By all accounts, José Sucuzhanay was a good man. But the thugs who savagely beat him did not care. They did not know him – they only knew they hated José Sucuzhanay because he was Latino and they thought he was gay.

José Sucuzhanay had come to New York nine years before in pursuit of the quintessential immigrant dream. A success story, José Sucuzhanay had recently opened his own real estate business not far from where he was assaulted.

The verdict comes one month after a 19-year old Long Island man was convicted of manslaughter as a hate crime in the stabbing death of another Ecuadorian immigrant, Marcelo Lucero.

These attacks are tragic proof that for an alarming number of people, it is open season on Hispanics.

Last Friday, members of Sucuzhanay’s family joined Congresswoman Nydia Velazquez (D-N.Y.), City Council Speaker Christine Quinn, Councilman Daniel Dromm (D-Jackson Heights) and Make the Road New York to condemn the verdict. They called for improved public policy to prevent future hate crimes.

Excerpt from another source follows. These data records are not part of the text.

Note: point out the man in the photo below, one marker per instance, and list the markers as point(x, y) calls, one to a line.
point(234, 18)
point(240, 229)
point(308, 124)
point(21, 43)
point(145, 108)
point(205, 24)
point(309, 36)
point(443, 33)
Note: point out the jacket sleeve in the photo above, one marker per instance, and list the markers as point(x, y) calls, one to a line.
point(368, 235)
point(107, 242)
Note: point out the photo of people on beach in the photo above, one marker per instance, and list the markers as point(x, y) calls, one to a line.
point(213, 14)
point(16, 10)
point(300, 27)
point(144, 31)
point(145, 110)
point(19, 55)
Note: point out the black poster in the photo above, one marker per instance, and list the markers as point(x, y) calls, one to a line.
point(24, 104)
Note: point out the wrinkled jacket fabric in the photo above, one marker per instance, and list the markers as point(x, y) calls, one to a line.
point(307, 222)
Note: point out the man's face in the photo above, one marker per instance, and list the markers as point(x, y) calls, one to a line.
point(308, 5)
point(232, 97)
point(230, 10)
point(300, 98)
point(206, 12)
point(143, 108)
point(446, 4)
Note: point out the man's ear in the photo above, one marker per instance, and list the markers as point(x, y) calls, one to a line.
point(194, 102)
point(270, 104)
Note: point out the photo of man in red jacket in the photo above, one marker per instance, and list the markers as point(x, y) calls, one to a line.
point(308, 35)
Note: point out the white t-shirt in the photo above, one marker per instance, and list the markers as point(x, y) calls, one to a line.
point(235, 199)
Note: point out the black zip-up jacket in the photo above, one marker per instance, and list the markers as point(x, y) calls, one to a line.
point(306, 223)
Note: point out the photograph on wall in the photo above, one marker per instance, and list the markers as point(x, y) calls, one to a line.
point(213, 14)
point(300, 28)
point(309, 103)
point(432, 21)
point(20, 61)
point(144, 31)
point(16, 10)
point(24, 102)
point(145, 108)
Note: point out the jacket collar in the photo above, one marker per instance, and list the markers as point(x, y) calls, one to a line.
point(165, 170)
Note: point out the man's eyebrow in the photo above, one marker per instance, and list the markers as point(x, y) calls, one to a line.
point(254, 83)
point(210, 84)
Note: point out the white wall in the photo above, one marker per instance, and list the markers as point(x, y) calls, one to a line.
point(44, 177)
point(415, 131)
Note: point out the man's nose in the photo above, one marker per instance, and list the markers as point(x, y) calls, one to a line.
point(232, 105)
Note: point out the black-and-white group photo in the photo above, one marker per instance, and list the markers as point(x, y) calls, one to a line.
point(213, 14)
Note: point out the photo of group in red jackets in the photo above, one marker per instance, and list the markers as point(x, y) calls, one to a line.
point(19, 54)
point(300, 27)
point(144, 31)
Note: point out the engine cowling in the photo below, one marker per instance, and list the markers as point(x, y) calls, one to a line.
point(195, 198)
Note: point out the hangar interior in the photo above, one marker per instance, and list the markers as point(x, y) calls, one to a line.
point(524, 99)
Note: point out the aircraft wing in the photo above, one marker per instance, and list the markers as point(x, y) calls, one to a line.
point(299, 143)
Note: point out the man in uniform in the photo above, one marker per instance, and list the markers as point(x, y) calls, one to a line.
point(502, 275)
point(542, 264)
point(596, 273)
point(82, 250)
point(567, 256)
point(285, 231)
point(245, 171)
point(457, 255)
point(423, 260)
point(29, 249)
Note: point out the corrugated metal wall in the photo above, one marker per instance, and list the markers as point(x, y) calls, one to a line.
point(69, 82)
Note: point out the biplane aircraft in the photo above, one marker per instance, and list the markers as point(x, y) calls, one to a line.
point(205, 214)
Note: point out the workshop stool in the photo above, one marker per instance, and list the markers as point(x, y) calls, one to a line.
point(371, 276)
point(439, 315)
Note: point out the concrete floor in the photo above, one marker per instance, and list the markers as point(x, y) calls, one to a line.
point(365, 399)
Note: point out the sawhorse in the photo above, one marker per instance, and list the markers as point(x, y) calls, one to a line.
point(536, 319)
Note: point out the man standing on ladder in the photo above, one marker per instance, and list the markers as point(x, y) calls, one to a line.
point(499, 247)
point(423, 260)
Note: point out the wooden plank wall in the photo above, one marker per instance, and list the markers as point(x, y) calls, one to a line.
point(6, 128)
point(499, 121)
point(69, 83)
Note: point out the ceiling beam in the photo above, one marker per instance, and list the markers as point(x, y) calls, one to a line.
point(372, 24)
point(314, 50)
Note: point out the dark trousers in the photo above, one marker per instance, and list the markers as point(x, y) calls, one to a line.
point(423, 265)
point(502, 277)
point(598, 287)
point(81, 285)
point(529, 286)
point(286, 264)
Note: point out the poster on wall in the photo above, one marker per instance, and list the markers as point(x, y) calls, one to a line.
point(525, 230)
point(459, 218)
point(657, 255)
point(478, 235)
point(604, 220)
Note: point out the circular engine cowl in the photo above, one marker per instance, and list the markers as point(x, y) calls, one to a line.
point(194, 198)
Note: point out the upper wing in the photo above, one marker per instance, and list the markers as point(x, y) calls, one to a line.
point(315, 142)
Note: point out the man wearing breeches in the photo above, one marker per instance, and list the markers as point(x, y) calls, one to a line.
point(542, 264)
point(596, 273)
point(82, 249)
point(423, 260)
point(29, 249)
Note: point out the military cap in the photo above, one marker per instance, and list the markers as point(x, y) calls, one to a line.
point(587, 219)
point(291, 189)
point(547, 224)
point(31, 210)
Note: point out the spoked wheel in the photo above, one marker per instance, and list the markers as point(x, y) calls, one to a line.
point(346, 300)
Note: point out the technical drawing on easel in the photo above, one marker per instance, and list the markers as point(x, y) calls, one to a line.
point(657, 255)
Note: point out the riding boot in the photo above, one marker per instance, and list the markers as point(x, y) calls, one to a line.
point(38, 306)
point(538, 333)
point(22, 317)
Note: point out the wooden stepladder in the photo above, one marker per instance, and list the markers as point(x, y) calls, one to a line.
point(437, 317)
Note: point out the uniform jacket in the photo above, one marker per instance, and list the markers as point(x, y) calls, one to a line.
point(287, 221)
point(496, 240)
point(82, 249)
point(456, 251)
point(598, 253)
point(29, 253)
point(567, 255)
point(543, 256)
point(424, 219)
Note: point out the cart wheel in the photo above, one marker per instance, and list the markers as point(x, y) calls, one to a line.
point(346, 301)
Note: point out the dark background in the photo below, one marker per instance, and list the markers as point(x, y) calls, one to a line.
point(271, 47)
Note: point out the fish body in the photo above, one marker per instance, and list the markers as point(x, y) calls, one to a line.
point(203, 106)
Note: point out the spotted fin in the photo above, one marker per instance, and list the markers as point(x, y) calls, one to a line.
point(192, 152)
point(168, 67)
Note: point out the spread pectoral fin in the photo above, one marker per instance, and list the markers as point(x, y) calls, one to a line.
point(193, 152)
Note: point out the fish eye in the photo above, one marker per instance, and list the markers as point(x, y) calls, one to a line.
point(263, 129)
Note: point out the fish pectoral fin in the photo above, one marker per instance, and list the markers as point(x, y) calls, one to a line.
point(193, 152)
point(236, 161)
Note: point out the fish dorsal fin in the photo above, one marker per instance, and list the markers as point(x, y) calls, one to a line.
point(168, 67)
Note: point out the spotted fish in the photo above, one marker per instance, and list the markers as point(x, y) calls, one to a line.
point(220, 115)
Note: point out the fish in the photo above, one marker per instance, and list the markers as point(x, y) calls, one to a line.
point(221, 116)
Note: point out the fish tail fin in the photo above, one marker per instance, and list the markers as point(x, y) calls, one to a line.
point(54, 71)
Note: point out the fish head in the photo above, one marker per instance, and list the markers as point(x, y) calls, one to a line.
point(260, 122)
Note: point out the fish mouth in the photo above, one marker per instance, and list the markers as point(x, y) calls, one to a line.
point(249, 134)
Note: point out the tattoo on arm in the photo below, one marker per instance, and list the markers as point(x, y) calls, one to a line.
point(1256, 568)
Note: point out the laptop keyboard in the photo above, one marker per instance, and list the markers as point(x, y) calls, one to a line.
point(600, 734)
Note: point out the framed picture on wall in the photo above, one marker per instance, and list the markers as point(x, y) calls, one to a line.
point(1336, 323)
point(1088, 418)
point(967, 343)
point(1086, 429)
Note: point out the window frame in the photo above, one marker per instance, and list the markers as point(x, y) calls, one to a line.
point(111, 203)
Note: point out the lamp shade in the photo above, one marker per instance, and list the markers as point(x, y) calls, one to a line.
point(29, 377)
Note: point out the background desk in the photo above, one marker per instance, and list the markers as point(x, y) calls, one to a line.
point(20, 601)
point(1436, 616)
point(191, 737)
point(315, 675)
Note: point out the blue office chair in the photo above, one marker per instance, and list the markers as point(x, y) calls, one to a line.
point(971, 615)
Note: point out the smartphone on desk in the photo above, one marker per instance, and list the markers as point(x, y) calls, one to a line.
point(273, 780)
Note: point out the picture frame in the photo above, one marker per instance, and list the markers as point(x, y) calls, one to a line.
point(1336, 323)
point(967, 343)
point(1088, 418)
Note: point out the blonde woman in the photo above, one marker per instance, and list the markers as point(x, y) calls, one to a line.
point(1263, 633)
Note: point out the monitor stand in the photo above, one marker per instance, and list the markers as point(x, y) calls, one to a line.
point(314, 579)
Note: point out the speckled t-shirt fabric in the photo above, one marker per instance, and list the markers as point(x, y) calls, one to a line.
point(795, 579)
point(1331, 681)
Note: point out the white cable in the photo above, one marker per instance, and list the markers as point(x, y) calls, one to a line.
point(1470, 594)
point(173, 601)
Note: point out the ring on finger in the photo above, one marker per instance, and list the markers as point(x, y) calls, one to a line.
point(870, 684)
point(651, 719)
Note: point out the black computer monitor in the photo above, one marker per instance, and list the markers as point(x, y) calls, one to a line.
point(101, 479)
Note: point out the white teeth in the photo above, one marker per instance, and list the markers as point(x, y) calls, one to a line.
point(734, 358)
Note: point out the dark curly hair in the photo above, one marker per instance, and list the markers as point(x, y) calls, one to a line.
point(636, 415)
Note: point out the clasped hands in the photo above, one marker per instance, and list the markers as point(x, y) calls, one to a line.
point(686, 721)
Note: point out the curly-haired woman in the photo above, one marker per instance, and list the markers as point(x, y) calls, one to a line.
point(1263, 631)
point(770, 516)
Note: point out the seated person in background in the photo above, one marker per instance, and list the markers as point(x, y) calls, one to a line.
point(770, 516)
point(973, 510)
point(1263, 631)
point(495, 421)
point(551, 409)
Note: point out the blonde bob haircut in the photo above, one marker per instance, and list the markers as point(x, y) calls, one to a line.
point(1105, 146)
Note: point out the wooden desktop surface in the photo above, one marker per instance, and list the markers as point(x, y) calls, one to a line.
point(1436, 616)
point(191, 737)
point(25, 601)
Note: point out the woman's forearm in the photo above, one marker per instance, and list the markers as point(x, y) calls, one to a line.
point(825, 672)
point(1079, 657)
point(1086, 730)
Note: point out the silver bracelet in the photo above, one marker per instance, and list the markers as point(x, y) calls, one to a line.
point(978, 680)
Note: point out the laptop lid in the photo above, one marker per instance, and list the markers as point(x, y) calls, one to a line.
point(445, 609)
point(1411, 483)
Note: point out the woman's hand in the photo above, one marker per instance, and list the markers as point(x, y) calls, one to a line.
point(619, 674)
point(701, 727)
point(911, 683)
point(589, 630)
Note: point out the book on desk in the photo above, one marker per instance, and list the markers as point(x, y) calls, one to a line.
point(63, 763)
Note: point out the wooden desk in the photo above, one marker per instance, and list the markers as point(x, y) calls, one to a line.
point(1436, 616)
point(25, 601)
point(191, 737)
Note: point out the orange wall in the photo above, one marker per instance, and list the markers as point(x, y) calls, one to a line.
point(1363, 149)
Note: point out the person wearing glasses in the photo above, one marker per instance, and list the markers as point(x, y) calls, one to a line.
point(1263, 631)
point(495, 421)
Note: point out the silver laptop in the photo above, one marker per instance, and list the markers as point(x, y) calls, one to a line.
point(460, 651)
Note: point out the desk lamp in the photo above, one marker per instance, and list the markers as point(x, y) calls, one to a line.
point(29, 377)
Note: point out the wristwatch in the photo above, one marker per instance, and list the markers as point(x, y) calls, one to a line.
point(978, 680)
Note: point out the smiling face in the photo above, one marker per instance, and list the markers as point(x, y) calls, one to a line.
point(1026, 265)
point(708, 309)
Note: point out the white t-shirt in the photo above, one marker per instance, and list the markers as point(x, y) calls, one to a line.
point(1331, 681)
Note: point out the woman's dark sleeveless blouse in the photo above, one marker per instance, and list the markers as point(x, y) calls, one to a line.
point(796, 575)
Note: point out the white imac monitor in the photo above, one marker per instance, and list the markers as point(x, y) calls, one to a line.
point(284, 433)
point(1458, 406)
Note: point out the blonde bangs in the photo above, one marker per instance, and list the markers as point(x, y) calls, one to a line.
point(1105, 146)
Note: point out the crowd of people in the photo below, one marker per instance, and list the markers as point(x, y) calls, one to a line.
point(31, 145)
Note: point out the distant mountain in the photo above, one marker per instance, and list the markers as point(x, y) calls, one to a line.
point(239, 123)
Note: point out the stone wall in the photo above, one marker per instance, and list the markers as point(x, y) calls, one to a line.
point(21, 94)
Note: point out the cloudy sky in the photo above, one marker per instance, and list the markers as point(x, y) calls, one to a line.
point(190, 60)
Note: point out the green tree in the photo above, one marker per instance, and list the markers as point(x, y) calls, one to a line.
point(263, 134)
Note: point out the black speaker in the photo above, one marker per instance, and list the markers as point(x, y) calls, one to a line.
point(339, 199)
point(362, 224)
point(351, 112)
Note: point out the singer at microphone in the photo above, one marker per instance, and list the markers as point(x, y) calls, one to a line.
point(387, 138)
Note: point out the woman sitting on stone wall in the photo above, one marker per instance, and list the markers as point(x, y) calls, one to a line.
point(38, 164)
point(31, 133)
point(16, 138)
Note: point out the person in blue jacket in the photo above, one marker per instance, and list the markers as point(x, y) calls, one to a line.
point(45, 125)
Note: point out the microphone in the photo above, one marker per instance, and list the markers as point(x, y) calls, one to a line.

Public policies that vilify and criminalize immigrants like Arizona’s SB1070, or that approve of unequal treatment of gay people like the state Senate’s recent decision to deny New Yorkers marriage equality, Archila said, create an environment of tacit support for discrimination and hatred.

"As a city," Archila said, "we must turn our attention to proactively preventing hate crimes and the xenophobia, homophobia and ignorance that motivate them."